Radioamelia
Me enfrenté a la muerte con siete años recién cumplidos y desde entonces no ha vuelto a molestarme.
Ocurrió con la llegada al pueblo de Radioamelia y de la mujer y los dos hombres que la trajeron. Habían alquilado la casa de doña Amparo, lindante a la de mi abuela Carmen, con quien desde hacía tres años vivíamos mi hermana Luisa y yo.
Llegaron cargados de artilugios extraños que nos tuvieron embobados la tarde entera a todos los niños del barrio, mirándolos a una distancia prudente. La mujer era quien ordenaba qué hacer y dónde poner todo aquello que traían. No mediría más de metro y medio y su cara de luna llena estaba entera picada de viruelas, y era fácil imaginar el picor que habría tenido que soportar. Pero cuando aquella mujer hablaba crecía veinte centímetros por lo menos y su piel se tensaba como la de una muñeca de porcelana. A los hombres que la acompañaban, sin embargo, apenas se les oía.

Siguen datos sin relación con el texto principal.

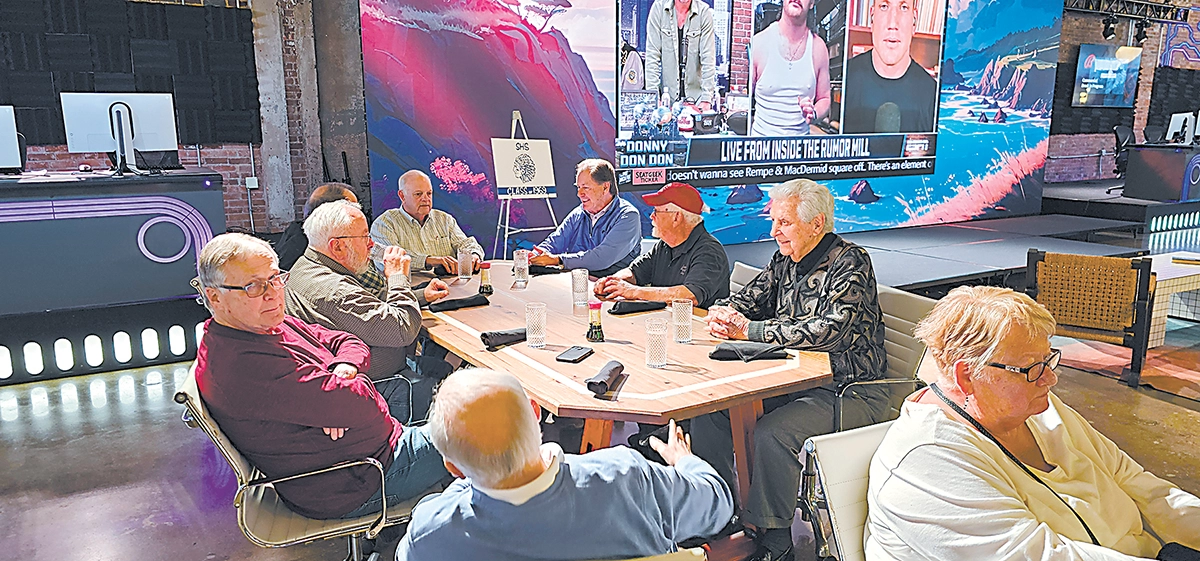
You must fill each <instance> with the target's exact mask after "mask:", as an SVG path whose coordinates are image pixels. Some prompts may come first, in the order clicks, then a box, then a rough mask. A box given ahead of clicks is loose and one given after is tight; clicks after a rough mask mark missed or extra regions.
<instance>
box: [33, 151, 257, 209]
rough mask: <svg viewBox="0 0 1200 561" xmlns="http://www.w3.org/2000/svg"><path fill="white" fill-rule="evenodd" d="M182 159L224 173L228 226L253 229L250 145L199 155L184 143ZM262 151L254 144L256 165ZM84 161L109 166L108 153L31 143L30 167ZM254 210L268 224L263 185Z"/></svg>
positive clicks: (97, 166)
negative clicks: (267, 220)
mask: <svg viewBox="0 0 1200 561" xmlns="http://www.w3.org/2000/svg"><path fill="white" fill-rule="evenodd" d="M179 161H180V163H182V164H184V165H185V167H197V165H198V167H202V168H209V169H211V170H214V171H216V173H218V174H221V176H222V179H223V185H224V209H226V228H244V229H247V230H250V229H251V228H250V215H248V213H247V204H246V177H250V176H252V175H258V171H257V170H256V169H253V168H252V167H251V164H250V161H251V156H250V145H247V144H216V145H205V146H200V150H199V159H197V150H196V146H180V150H179ZM262 161H263V158H262V155H260V153H259V150H258V146H254V168H258V169H262ZM80 164H88V165H91V167H92V168H94V169H108V157H106V156H104V155H103V153H71V152H67V147H66V145H61V144H60V145H46V146H29V150H28V164H26V165H25V168H26V169H46V170H50V171H67V170H76V169H79V165H80ZM251 200H252V206H253V210H254V225H256V229H259V230H260V229H262V227H260V225H262V224H266V203H265V201H264V200H263V189H254V191H252V192H251Z"/></svg>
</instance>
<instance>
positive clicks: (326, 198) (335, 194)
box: [304, 183, 359, 217]
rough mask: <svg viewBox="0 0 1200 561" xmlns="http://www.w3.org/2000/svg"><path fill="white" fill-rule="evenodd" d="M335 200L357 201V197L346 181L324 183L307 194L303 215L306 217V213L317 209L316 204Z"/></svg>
mask: <svg viewBox="0 0 1200 561" xmlns="http://www.w3.org/2000/svg"><path fill="white" fill-rule="evenodd" d="M335 200H348V201H350V203H358V201H359V198H358V197H356V195H355V194H354V191H353V189H352V188H350V186H348V185H346V183H325V185H322V186H319V187H317V188H316V189H312V194H310V195H308V200H307V201H306V203H305V204H304V216H305V217H307V216H308V215H312V211H314V210H317V207H318V206H320V205H324V204H325V203H332V201H335Z"/></svg>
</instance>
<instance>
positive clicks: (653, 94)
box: [617, 0, 946, 188]
mask: <svg viewBox="0 0 1200 561" xmlns="http://www.w3.org/2000/svg"><path fill="white" fill-rule="evenodd" d="M674 5H676V2H673V1H667V0H659V1H656V2H649V1H647V0H628V1H625V2H623V4H622V17H620V26H622V29H620V34H622V40H623V42H624V43H625V44H626V46H628V47H625V48H624V49H623V50H622V74H620V79H619V80H618V88H619V92H618V97H619V103H618V122H619V132H618V139H617V158H618V162H617V164H618V168H622V173H620V174H619V177H618V181H619V182H620V183H622V186H623V187H634V188H637V186H646V187H647V188H648V187H650V186H655V185H661V183H664V182H668V181H686V182H690V183H692V185H696V186H722V185H736V183H772V182H779V181H786V180H788V179H793V177H800V176H803V177H809V179H815V180H826V179H854V177H882V176H894V175H922V174H932V173H934V163H935V156H936V151H937V115H938V91H940V71H941V68H940V66H941V61H942V43H943V35H944V29H946V0H787V1H784V2H782V4H778V2H773V1H762V0H757V1H755V2H752V5H751V4H749V2H731V1H724V0H713V1H712V2H706V0H692V1H691V5H690V6H689V8H688V10H686V12H683V11H679V12H677V11H676V8H674ZM722 24H725V25H726V26H724V28H722ZM634 46H636V47H634ZM635 48H636V49H637V52H635ZM739 49H744V52H745V53H744V55H743V56H739V53H738V50H739ZM679 53H684V56H682V58H680V56H679V55H678V54H679Z"/></svg>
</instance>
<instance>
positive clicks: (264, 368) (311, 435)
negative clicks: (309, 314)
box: [196, 316, 403, 518]
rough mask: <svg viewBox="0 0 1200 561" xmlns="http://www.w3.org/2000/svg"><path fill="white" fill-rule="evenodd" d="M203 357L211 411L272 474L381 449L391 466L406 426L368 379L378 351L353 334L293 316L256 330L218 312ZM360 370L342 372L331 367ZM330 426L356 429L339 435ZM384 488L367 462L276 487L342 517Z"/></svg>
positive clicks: (363, 455)
mask: <svg viewBox="0 0 1200 561" xmlns="http://www.w3.org/2000/svg"><path fill="white" fill-rule="evenodd" d="M205 330H206V331H205V333H204V339H203V340H202V342H200V348H199V350H198V351H197V356H196V381H197V385H198V386H199V390H200V397H202V398H203V399H204V404H205V406H208V409H209V412H210V414H211V415H212V418H214V420H215V421H216V422H217V424H220V426H221V430H222V432H224V434H226V436H228V438H229V440H230V441H232V442H233V445H234V446H236V447H238V450H239V451H240V452H241V453H242V454H244V456H245V457H246V458H247V459H248V460H250V463H251V464H253V465H254V466H256V468H258V469H259V470H262V471H263V473H265V475H266V476H268V477H283V476H289V475H295V473H301V472H305V471H311V470H316V469H320V468H326V466H330V465H334V464H336V463H340V462H347V460H355V459H362V458H366V457H372V458H374V459H377V460H379V462H380V463H383V465H384V468H385V469H386V468H388V466H389V465H390V464H391V460H392V450H394V447H395V445H396V441H397V440H398V439H400V434H401V432H402V430H403V427H402V426H401V424H400V422H398V421H396V420H395V418H392V417H391V415H390V414H389V412H388V404H386V402H384V399H383V398H382V397H380V396H379V393H378V392H376V390H374V387H373V386H372V385H371V382H370V380H368V379H367V376H366V374H362V373H364V372H366V369H367V367H368V366H370V361H371V358H370V351H368V350H367V345H366V344H364V343H362V342H361V340H359V339H358V338H355V337H354V336H352V334H349V333H346V332H341V331H332V330H326V328H324V327H320V326H317V325H311V324H305V322H304V321H300V320H298V319H295V318H292V316H287V319H284V320H283V324H282V325H281V326H280V328H278V331H277V332H276V333H270V334H257V333H250V332H246V331H240V330H234V328H232V327H227V326H223V325H221V324H217V322H215V321H212V320H209V321H208V322H205ZM340 362H346V363H349V364H353V366H355V367H356V368H358V369H359V373H360V374H359V375H358V378H355V379H353V380H343V379H341V378H338V376H335V375H332V374H331V373H330V369H331V368H332V366H334V364H336V363H340ZM324 427H332V428H347V429H348V430H347V432H346V435H344V436H342V438H341V439H338V440H337V441H334V440H330V438H329V436H328V435H326V434H325V433H324V432H323V430H322V428H324ZM378 489H379V472H378V471H377V470H376V469H374V468H371V466H368V465H366V466H356V468H350V469H344V470H336V471H332V472H329V473H323V475H319V476H312V477H304V478H301V479H296V481H292V482H286V483H281V484H278V485H276V490H277V491H278V494H280V496H281V497H282V499H283V501H284V502H287V503H288V505H289V506H290V507H292V509H293V511H295V512H296V513H299V514H302V515H306V517H310V518H337V517H341V515H343V514H346V513H348V512H350V511H353V509H355V508H358V507H359V506H361V505H362V503H364V502H366V501H367V499H370V497H371V495H373V494H374V493H376V490H378Z"/></svg>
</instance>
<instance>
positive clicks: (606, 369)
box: [587, 361, 625, 397]
mask: <svg viewBox="0 0 1200 561" xmlns="http://www.w3.org/2000/svg"><path fill="white" fill-rule="evenodd" d="M624 372H625V364H622V363H620V362H617V361H608V363H607V364H605V366H604V367H602V368H600V372H598V373H596V375H594V376H592V378H589V379H588V381H587V385H588V391H589V392H592V393H595V394H596V397H600V396H604V394H605V393H608V390H611V388H612V387H613V386H616V385H617V381H618V380H620V376H622V374H623V373H624Z"/></svg>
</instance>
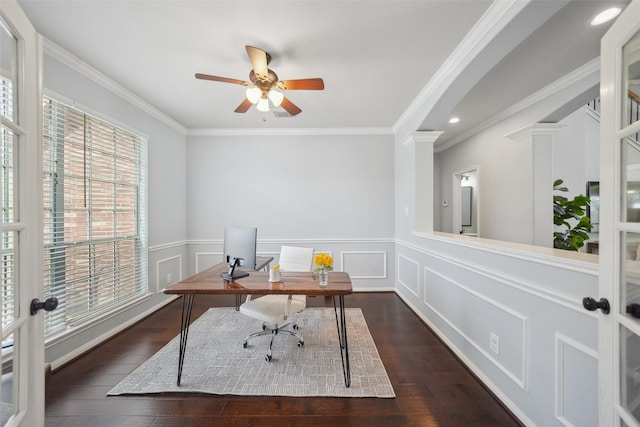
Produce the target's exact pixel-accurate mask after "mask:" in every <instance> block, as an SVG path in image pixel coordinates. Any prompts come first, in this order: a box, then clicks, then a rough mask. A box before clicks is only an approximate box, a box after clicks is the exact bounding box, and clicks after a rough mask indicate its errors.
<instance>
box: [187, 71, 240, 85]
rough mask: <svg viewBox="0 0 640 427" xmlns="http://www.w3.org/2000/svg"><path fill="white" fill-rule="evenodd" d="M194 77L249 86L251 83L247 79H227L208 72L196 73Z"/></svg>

La noticia corrió como la pólvora: Radioamelia y Amelia del Valle habían llegado al pueblo para una buena temporada. Y con ella el concurso Buscando una estrella.
Distribuyeron los números entre los niños que nos agolpamos a las puertas de la casa de doña Amparo una mañana de nubes grises. Me tocó el penúltimo, justo detrás de Julita Sagrario, la hija de don Anselmo, el médico del pueblo.
“El mejor”, me dijo mi abuela por lo bajini; a mi hermana Luisa le dieron el tercero.
La magia de la melindrosa voz de mi hermana surgió para nuestro asombro del mismo receptor del que tarde tras tarde mi abuela y yo escuchábamos Ama Rosa (dirigida por Guillermo Sautier Casaseca) con el corazón encogido. Mi hermana cantó Pimpón es un muñeco como lo hubiera hecho una chicharra descarriada, pero a mi abuela se le saltaron las lágrimas y a mí me resbaló un hilillo de baba comisura abajo. Tres días estuvimos intentando convencerla para que cantase Un rayo de sol, o Tómbola, o cualquier otra de las célebres canciones de Marisol, que tan bien le iban a sus rizos dorados y a su piel de porcelana, pero mi hermana siempre fue muy suya. Decía que Pimpón le recordaba a mi madre.
Yo cantaría Campanera, mi abuela dijo que sin duda era la apropiada.
Llegó el día fijado para mi actuación después de muchos y muy largos, o eso me parecieron. No dormí en toda la noche, tarareando Campanera una y otra vez y otra vez. Lo hice con la cabeza cubierta por las mantas y casi en susurros, mi hermana dormía en la cama de al lado y lo último que pretendía era despertarla.
De madrugada entró mi abuela sigilosa en la habitación y me dejó la ropa preparada a los pies de la cama, incluido el pantalón gris de franela que picaba a rabiar y que era fuente de conflictos entre mi abuela y yo, pero allí estaba la cara de Amelia y sus agujeros y la ocasión bien merecía el sacrificio, así que accedí a ponérmelos sin rechistar.
Amaneció por fin. Media hora que se hizo eterna tuve que esperar a mi abuela comiéndome las uñas. Cuando por fin salió de su cuarto, mi abuela olía a Madera de Oriente y lucía su collar de perlas de dos vueltas. No cabía duda de que también era un día importante para ella.
Llegamos, de la puerta marrón de Radioamelia colgaba un papel blanco con letras negras: “Cerrado por defunción”. Cinco niños y mi abuela vestidos de domingo para nada.
Pero nadie de los allí congregados parecía tener intención de irse con la sola explicación que aquel triste papel que se había despegado de una esquina y amenazaba con caerse de un momento a otro, hasta que uno de aquellos hombres salió y nos dijo que Amelia del Valle había perdido a su padre aquella noche y nosotros nuestra oportunidad.
Los niños vestidos de domingo y sus madres se fueron yendo poco a poco, incluido Julita Sagrario, la hija de don Anselmo, que sí que cantaría una de Marisol a pesar de su melena negra azabache, y quedamos mi abuela y yo, cogidos de la mano todo el tiempo.
Cómo consiguió mi abuela convencer a aquel hombre, no lo sé. Pero sé que a la hora prevista mi voz de oro cantó a través de las ondas Campanera, dedicada a mi abuela y a Ama Rosa, por si me estuviera escuchando, como lo hubiera hecho el mismísimo Ruiseñor, o mejor.